The actual content of a message is not stored directly on the Message object; instead, it is organized through the Part system. Each message can contain multiple Parts of different types. All Parts share a common base structure:
const PartBase = z.object({
id: z.string(), // Unique Part identifier
sessionID: z.string(), // ID of the owning session
messageID: z.string(), // ID of the owning message
})Complete Part types (12 types):
| Part Type | Purpose | Key Fields |
|---|---|---|
| TextPart | Text content | text, time, synthetic (whether synthesized), ignored |
| ReasoningPart | Chain of thought | text, time.start, time.end, metadata |
| ToolPart | Tool invocation | tool, callID, state (four states) |
| FilePart | File attachment | mime, filename, url, source |
| AgentPart | Agent reference | name, source |
| SubtaskPart | Subtask | prompt, description, agent, model |
| CompactionPart | Compaction marker | auto (whether auto-triggered) |
| StepStartPart | Step start | snapshot |
| StepFinishPart | Step finish | reason, snapshot, cost, tokens |
| SnapshotPart | Snapshot | snapshot |
| PatchPart | Patch | hash, files |
| RetryPart | Retry marker | attempt, error, time |
The Four States of ToolPart:
ToolPart is the most complex Part type, tracking the full lifecycle of a tool invocation via its state field:
pending ---> running ---> completed
+---> error
// 1. Pending: Tool call identified, arguments still being received
ToolStatePending = { status: "pending", input: {}, raw: "" }
// 2. Running: Arguments complete, execution begins
ToolStateRunning = { status: "running", input: {...}, time: { start } }
// 3. Completed: Execution succeeded
ToolStateCompleted = {
status: "completed",
input: {...}, output: "...",
title: "Read file /src/index.ts",
metadata: { truncated: false },
time: { start, end, compacted? } // compacted: Prune timestamp
}
// 4. Error: Execution failed
ToolStateError = {
status: "error",
input: {...}, error: "Permission denied",
time: { start, end }
}The v2 in the filename hints that this is not the first version of the message model.
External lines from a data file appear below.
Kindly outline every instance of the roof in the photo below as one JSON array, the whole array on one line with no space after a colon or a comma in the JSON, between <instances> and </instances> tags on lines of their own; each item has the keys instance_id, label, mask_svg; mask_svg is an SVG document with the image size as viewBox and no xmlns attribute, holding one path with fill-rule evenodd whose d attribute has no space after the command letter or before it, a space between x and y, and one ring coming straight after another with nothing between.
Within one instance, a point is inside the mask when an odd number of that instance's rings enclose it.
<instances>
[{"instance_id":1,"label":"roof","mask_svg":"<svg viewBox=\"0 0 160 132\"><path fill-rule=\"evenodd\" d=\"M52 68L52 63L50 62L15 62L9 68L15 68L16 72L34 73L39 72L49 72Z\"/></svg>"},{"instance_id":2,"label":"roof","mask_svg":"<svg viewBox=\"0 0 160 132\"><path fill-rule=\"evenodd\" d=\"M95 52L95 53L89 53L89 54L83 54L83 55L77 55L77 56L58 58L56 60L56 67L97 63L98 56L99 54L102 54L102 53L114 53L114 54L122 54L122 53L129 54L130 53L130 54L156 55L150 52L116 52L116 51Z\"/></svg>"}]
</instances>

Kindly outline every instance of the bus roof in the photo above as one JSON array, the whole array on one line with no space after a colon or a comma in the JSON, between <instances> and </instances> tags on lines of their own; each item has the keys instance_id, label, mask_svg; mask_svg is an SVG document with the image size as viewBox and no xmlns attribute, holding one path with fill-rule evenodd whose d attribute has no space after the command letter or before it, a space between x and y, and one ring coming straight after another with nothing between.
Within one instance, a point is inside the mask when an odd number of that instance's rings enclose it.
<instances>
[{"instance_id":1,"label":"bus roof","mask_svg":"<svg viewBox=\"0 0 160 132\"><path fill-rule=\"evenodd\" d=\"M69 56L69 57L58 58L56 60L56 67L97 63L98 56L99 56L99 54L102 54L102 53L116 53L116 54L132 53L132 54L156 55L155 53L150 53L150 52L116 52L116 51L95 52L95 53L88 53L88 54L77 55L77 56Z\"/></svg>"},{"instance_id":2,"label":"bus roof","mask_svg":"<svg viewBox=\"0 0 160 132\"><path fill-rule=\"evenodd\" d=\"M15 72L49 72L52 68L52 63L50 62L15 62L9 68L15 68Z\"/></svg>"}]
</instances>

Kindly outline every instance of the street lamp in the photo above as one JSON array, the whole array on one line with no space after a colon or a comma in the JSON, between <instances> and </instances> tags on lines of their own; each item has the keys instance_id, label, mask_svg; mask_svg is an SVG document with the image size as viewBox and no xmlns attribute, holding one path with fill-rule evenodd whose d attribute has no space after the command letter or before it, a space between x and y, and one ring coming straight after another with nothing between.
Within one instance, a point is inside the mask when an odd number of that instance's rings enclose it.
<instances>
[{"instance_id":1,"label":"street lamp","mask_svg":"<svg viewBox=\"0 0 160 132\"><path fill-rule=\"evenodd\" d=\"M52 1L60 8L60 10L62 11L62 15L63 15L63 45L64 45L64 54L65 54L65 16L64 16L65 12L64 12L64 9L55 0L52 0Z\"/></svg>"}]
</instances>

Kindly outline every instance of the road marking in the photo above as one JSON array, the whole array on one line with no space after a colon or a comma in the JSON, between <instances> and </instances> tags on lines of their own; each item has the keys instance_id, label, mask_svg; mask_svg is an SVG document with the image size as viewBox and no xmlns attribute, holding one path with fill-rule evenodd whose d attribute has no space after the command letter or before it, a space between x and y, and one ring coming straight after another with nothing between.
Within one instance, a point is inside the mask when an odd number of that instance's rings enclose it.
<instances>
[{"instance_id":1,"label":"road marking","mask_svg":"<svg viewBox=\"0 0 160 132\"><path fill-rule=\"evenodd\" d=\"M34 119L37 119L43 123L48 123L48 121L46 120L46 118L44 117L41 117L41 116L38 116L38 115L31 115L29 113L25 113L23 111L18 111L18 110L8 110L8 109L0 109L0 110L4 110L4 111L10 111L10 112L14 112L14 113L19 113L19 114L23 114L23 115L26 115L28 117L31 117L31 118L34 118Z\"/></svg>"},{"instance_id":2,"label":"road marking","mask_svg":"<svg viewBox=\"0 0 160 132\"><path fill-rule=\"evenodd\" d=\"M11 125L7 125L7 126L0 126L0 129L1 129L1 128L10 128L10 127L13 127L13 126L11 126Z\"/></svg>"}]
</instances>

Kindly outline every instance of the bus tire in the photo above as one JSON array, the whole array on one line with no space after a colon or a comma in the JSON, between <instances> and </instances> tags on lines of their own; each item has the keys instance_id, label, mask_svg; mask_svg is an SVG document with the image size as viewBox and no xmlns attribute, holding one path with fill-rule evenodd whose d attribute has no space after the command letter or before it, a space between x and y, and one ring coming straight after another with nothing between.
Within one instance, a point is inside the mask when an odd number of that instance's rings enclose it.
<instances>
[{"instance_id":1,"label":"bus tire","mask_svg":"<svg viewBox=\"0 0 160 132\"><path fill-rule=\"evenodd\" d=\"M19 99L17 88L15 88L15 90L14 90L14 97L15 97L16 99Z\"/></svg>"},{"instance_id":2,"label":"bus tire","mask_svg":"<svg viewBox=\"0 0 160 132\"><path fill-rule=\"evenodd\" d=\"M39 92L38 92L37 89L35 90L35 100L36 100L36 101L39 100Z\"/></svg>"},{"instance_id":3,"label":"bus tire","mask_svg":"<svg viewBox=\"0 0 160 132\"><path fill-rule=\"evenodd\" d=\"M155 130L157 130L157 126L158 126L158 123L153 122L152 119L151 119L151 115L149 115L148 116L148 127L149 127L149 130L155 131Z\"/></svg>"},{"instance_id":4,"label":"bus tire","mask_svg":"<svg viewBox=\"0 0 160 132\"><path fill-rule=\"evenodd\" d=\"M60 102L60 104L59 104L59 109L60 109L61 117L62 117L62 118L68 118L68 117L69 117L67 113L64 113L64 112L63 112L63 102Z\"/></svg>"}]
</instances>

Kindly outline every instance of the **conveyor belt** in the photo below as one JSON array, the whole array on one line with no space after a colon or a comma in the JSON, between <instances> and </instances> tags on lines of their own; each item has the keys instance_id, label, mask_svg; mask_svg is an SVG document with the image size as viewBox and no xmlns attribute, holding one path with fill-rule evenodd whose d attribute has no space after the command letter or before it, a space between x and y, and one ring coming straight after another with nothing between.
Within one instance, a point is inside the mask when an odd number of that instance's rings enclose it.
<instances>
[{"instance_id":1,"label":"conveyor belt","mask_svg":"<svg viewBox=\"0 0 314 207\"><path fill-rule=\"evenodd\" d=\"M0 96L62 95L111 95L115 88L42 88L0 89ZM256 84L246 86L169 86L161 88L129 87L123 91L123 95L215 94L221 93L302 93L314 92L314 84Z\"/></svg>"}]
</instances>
The coexistence of message.ts (legacy) and message-v2.ts (current) indicates that OpenCode underwent a major refactoring of its message model.
Key improvements in the new version:
- Part System: The legacy version stored all content directly on the message; the new version achieves content modularity through Parts
- Finer-Grained State Tracking: The four-state model for ToolPart, StepStart/StepFinish markers
- Cost Tracking: Each Assistant message records precise token consumption and cost
This incremental migration strategy (keeping the old version, introducing the new version, and gradually switching over) is a common practice in large projects -- it ensures that all existing data is not broken at once.